Outras duas figuras carnavalescas do meu tempo de menino eram as
catirinas, homens que vestiam roupas femininas e que pintavam a cara com
carvão; e as ala ursas, que eram indivíduos que punham fantasias de ursos -
geralmente trajes brancos, como se fossem ursos polares; e urso tinha e até
hoje tem o significado de homem que se relaciona com mulheres comprometidas - e
saíam acompanhados por alguns batuqueiros parando em portas de residências e
estabelecimentos comerciais tocando e cantando uma música que dizia "Ala
ursa quer dinheiro, quem não dá é pirangueiro".
Outras recordações que me chegam é que brincávamos nas ruas. Alguns
garotos faziam as chamadas bombas d'água ou lanças de água com cano de PVC,
cabo de vassoura e solado de sandálias Havaianas: como se fossem grandes
seringas, essas bombas sugavam água e serviam para molhar foliões ou quaisquer
passantes - o maior receio de muitos era de que a água fosse suja ou que os
garotos pegassem xixi.
Por essa época uns e outros metiam talco na cabeça alheia, que era um
típico mela-mela.
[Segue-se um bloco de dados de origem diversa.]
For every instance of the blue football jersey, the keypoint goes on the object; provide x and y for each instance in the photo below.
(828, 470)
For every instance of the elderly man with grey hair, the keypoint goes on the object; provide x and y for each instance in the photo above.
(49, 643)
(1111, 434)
E Mainha, durante o tempo em que trabalhou numa fábrica de
embalagens de papel chamada Sumol, lá em Olinda, comprava para mim a camiseta
do Bloco Zebra de Olinda.
Não sei como era o Carnaval do meu tempo de criança no centro de Abreu e
Lima, porque eu não ia para lá durante o reinado de Momo; mas eu ouvia dizer
que ocorriam bailes no hoje inexistente Clube Vera Cruz, na Praça Antônio
Vitalino.
Foi já adolescente que, acompanhando filhos dos meus padrinhos, eu
conheci o Galo da Madrugada e o agito do Carnaval no sítio histórico de Olinda.
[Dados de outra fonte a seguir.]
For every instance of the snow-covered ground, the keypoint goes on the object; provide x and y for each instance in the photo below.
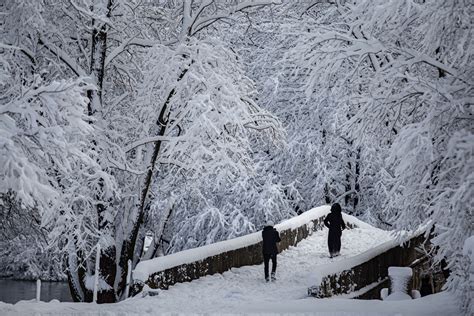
(243, 290)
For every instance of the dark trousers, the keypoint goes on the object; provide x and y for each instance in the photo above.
(334, 241)
(266, 261)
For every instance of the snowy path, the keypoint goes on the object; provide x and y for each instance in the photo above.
(246, 285)
(243, 290)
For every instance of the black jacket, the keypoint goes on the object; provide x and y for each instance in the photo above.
(334, 222)
(270, 238)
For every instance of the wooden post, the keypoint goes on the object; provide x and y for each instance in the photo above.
(38, 290)
(96, 276)
(129, 277)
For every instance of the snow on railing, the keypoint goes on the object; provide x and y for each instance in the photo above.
(218, 257)
(368, 269)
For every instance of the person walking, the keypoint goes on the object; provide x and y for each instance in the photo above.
(270, 238)
(336, 225)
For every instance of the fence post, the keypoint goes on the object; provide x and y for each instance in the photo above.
(129, 277)
(38, 290)
(96, 276)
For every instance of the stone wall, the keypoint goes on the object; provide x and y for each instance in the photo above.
(249, 255)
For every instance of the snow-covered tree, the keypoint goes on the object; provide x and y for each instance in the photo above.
(80, 64)
(405, 70)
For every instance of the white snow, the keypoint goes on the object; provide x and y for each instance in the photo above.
(400, 271)
(145, 268)
(148, 267)
(243, 290)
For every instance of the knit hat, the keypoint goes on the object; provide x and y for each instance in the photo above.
(269, 223)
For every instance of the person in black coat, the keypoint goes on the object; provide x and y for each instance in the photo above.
(270, 238)
(336, 225)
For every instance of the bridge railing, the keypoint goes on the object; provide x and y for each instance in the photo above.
(363, 276)
(219, 257)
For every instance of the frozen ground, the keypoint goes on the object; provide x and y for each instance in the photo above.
(243, 290)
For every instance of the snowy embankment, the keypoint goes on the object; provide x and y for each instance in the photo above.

E foi ainda em minha adolescência que eu, por essa época residindo na Rua São
Gonçalo, no bairro Caetés Velho, passei a ver de perto uma escola de samba: era
o Grêmio Recreativo Escola de Samba Império do Bento, cuja sede, que também era
a residência do casal Bentinho e Márcia, ficava naquela rua: os ensaios
aconteciam aos domingos; e aquilo enchia os meus olhos e os meus ouvidos de
modo muito envolvente e encantador.
Não me recordo quando foi que, estando eu já adulto, comecei a
acompanhar os festejos de Momo indo tanto para o Recife como para Olinda,
geralmente sozinho. O que é bem nítido na minha cabeça é o início do meu
questionamento quanto ao adestramento progressivo dos foliões a partir,
principalmente, da segunda metade da década de 1990, quando eu passei a
acompanhar as transformações que foram ocorrendo no Carnaval do Recife, logo
denominado pela Municipalidade de "multicultural", que consistia -
como o é até hoje - em montar palcos em vários bairros da cidade e escalar
artistas locais e nacionais, das mais diversas manifestações culturais, para se
apresentarem neles.
Ou seja, paulatinamente a espontaneidade de quem saía para brincar o
Carnaval acompanhando uma troça ou um bloco que passava, essa coisa boa danada da
itinerância que, para mim, é a essência dessa folia, foi sequestrada e como que
reprimida pelas Prefeituras Municipais - o exemplo de organização do
Carnaval do Recife foi replicado por inúmeras cidades, inclusive, por Olinda
que, em que pese a montagem de palcos num ponto e noutro, ainda conserva o
vuco-vuco e o sobe e desce ladeira com blocos e troças que são acompanhados por
milhares de pessoas.
E o adestramento do folião foi tal que muitos deles saem para brincar o
Carnaval postados diante de um palco; ele deixou de ser folião para ser espectador;
e, por vezes, ele vai acompanhar apresentações de artistas que não têm
absolutamente nada a ver com a folia.
Remonta há várias décadas a curtição do Carnaval em clubes exclusivos,
frequentados, principalmente, por gente endinheirada que, mesmo gostando muito
dos festejos de Momo, não queria se misturar com o povão. Com o transcorrer do
tempo, em paralelo com o adestramento do folião, que deixou de sair às ruas
para acompanhar blocos e troças ou mesmo ficar se divertindo nas calçadas vendo
a banda passar e passou a ficar embasbacado diante de um palco, festas
exclusivas em espaços fechados e que custam os olhos da cara porque, para além
das atrações musicais, oferecem uma infinidade de "mimos" como open
bar, massagem, maquiagem e etc., começaram a proliferar também demarcando
territórios no espaço da folia.
Seja como for, ainda tem muito folião que continua apegado a um Carnaval que é curtido e reverenciado no calor do vai-e-vem das ruas mesmo que ele também tome parte na festa que é montada diante de um palco.